Table 4. Exponentiated coefficients for two-way interactions by year of survey (2001 vs 2015) and the selected risk factors for the five domains of neurological impairment in a defined rural setting, Kilifi, Kenya

Risk factor	Epilepsy (n=208)		Cognitive impairment (n=307)		Motor impairment (n=73)		Hearing impairment (n=88)		Visual impairment (n=29)
Risk factor	Exponentiated coefficient for the interaction	p	Exponentiated coefficient for the interaction	p	Exponentiated coefficient for the interaction	p	Exponentiated coefficient for the interaction	p	Exponentiated coefficient for the interaction	p
Atypical pregnancy	0.78	0.48	1.59	0.85	6.79	0.72	5.54	0.43	0.57	0.11
Home vs hospital delivery	0.44	0.55	1.33	0.02	3.04	0.62	5.85	0.74	0.99	0.98
Birthweight	0.94	0.79	0.46	0.67	1.77	0.76	3.42	0.97	<0.01	0.99
Atypical delivery	1.27	0.30	2.39	0.96	14.06	0.75	7.34	0.67	1.27	0.79
Adverse perinatal events	1.45	0.57	2.38	0.31	9.74	0.22	5.94	0.03	0.68	0.07
Neonatal jaundice	1.84	0.42	2.60	0.29	9.71	0.76	6.99	0.97	2.51	0.99
Incomplete immunization of the child	0.76	0.08	1.80	0.68	2.63	0.28	2.48	0.99	6.15	0.99
Family history of seizures	1.14	0.15	1.38	0.69	2.52	0.06	4.74	0.27	0.62	0.72
Weight for age (underweight)	0.77	0.75	0.49	0.01	0.95	<0.01	3.92	0.30	0.45	0.11
Height for age (stunting)	0.93	0.52	0.44	<0.01	0.89	<0.01	4.72	0.19	0.72	0.74
Previous hospitalization	2.69	0.04	2.84	0.96	19.00	0.17	9.30	0.17	3.78	0.54

An exponentiated coefficient for the interaction >1 signifies an increase in the strength/direction of the association, while an exponentiated coefficient for the interaction <1 signifies a decrease.

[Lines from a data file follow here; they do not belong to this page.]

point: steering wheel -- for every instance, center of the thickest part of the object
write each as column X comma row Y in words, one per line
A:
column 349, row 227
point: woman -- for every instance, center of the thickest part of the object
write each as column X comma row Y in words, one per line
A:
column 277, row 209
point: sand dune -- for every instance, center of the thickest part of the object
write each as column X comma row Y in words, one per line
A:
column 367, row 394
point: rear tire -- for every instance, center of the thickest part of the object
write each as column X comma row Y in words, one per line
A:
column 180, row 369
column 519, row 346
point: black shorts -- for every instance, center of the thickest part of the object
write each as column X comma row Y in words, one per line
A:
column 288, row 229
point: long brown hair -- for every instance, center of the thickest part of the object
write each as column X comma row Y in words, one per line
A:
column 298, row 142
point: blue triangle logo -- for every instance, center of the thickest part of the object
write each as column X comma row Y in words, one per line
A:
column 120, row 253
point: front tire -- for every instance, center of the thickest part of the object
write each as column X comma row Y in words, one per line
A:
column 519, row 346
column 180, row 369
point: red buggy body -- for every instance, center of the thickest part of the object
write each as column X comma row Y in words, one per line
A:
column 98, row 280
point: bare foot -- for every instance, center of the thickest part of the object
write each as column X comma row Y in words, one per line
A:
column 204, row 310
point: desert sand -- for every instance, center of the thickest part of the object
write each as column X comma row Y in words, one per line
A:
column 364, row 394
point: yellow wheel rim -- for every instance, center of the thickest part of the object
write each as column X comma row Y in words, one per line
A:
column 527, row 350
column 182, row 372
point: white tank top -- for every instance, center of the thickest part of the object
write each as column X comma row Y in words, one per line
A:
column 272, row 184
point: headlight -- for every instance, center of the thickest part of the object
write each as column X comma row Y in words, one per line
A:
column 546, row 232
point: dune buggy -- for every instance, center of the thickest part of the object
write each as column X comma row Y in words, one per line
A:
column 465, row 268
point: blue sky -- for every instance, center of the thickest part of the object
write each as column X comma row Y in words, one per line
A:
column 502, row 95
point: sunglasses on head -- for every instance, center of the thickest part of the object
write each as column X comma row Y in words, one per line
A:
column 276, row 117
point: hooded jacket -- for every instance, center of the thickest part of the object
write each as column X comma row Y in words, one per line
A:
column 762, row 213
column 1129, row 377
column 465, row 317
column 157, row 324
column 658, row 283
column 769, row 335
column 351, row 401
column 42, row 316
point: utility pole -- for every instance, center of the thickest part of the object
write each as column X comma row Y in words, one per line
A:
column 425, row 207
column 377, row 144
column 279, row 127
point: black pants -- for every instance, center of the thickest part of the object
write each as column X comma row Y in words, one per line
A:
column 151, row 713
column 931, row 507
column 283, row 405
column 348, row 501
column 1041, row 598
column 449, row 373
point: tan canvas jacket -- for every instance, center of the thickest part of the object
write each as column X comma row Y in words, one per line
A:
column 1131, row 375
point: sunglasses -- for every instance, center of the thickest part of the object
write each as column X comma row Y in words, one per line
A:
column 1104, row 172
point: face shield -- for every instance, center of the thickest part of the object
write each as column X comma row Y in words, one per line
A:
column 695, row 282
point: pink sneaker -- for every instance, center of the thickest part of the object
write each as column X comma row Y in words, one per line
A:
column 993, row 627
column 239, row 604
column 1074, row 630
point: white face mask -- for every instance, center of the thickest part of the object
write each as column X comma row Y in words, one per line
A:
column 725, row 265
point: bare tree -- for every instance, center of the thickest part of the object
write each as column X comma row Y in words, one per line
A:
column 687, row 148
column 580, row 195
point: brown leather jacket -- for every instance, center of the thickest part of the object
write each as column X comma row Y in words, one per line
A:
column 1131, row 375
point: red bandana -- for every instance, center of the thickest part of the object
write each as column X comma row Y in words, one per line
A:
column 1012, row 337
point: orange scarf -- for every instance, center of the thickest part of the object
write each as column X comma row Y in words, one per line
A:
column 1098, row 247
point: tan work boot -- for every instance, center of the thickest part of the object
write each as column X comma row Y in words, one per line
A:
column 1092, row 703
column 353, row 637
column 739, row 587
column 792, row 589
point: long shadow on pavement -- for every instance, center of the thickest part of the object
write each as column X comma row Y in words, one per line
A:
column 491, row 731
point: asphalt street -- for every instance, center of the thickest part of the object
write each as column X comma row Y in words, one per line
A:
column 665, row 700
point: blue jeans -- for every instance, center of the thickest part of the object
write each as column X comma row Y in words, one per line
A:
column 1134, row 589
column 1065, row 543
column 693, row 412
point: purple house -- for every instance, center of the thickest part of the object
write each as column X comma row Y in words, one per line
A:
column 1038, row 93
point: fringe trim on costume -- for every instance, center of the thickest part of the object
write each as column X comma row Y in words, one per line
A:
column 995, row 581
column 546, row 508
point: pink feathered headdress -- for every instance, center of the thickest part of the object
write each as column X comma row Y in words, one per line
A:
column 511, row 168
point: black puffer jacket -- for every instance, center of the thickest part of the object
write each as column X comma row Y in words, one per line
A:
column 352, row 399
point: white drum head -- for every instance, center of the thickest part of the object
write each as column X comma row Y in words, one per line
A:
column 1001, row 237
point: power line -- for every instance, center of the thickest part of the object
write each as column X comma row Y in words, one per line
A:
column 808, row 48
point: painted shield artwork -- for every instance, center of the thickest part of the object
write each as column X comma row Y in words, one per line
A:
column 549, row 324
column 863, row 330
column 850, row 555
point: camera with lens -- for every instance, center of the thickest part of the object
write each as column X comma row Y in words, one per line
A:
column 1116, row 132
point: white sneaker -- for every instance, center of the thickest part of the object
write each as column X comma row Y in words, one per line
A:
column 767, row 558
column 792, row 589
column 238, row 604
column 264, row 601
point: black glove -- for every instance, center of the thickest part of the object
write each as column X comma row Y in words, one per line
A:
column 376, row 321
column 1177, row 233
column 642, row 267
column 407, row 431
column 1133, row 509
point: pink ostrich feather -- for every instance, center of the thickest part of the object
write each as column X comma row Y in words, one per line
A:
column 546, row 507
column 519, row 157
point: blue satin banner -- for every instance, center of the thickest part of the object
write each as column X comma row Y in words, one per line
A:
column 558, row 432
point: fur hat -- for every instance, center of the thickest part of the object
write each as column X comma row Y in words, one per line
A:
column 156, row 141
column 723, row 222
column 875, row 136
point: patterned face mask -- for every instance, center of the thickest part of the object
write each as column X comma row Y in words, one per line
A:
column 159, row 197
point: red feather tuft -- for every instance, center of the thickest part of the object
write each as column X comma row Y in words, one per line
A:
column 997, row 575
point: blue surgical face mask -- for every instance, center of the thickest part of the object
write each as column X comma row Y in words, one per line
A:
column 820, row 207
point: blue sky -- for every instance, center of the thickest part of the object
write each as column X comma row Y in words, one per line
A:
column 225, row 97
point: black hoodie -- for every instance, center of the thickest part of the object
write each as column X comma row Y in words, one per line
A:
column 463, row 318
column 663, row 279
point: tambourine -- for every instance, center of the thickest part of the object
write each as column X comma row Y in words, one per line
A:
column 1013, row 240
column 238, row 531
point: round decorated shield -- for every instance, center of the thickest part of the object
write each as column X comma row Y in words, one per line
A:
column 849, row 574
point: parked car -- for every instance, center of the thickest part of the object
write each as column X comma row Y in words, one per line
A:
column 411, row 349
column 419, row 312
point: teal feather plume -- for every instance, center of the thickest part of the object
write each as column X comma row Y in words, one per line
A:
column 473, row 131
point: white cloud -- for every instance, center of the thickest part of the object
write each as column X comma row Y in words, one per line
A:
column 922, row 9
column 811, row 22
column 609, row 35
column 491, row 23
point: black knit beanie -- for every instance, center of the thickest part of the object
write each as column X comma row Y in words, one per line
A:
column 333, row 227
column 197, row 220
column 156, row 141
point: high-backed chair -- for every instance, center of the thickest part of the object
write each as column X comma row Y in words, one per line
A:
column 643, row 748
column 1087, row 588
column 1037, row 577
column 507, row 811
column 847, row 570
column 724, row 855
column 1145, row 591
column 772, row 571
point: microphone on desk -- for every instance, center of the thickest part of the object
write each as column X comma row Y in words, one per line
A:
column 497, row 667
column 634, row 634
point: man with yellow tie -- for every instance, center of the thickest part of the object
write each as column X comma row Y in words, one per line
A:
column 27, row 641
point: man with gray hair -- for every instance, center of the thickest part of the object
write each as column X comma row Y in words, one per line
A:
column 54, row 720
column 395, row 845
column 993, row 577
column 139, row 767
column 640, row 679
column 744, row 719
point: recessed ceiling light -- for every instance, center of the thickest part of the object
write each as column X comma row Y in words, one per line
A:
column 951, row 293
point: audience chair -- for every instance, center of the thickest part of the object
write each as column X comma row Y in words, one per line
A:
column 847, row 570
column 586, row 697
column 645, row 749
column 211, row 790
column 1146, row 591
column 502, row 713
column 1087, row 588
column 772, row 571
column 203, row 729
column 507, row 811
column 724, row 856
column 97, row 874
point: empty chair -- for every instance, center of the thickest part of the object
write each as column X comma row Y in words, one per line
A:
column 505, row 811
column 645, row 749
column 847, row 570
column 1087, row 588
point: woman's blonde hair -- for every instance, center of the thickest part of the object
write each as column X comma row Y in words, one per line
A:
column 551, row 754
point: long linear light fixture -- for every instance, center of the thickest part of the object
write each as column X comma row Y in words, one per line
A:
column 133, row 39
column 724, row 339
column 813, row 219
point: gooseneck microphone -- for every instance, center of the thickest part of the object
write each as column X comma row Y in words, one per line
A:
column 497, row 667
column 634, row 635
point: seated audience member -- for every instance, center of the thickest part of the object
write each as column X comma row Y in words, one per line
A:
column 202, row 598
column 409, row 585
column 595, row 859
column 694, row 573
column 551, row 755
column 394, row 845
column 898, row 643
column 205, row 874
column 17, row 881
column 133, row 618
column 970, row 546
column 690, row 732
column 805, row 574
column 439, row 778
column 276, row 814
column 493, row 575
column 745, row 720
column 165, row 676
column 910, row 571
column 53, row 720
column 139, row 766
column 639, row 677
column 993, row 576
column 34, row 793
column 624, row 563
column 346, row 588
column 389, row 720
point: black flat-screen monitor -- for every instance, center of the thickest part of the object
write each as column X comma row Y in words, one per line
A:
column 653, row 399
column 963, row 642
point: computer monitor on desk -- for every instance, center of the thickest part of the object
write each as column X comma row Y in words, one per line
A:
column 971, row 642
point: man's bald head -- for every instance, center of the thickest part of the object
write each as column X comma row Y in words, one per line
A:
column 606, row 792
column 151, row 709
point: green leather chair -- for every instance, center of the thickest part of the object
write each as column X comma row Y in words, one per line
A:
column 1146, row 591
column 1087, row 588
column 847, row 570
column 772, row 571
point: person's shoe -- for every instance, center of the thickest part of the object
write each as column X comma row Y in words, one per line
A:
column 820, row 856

A separate analysis of admissions to hospital showed that there was a significant increase in the admission rate of preterm birth (rate ratio 1.08, 95% CI 1.07–1.09, p<0.001), LBW (rate ratio 1.08, 95% CI 1.06–1.10, p<0.001), and neonatal encephalopathy (rate ratio 1.08, 95% CI 1.06–1.09 p<0.001) between 2005 and 2016 as assessed from admissions to Kilifi County Hospital (Fig. S2, online supporting information). The annual average percentage change in admission rate with preterm birth was +8.36% (95% CI 7.07–9.67); it was +8.55% (95% CI 7.02–10.10) for neonatal encephalopathy and +6.49% (95% CI 4.40–8.62) for LBW. The cumulative risk of preterm birth among newborn infants comparing the 4-year periods between 2005 and 2016 is provided in Table S4 (online supporting information).

DISCUSSION

The overall adjusted prevalence of neurological impairments did not increase as hypothesized but rather decreased from 61 per 1000 in 2001 to 44.7 per 1000 in 2015. This reduction was mainly driven by a decline in the prevalence of epilepsy, hearing, and motor impairments; the prevalence of cognitive and visual impairments did not significantly change over the 14-year period. Adverse perinatal events and undernutrition were significant risk factors for neurological impairment in both surveys; other risk factors, such as place of delivery (2001 survey), immunization status (2001 survey), and a family history of seizures (2015 survey) were significant only in one survey. There was a significant change in the association of adverse perinatal events with hearing impairments (an increase) and undernutrition with motor impairments (a decrease) when we compared the 2001 and 2015 surveys. Generally, there was limited evidence of geographical variation in the prevalence of neurological impairments in both surveys. The rate of hospital admissions with adverse neonatal events increased significantly between 2005 and 2016, which could be related to improved utilization of hospitals and increased births in health facilities over the years.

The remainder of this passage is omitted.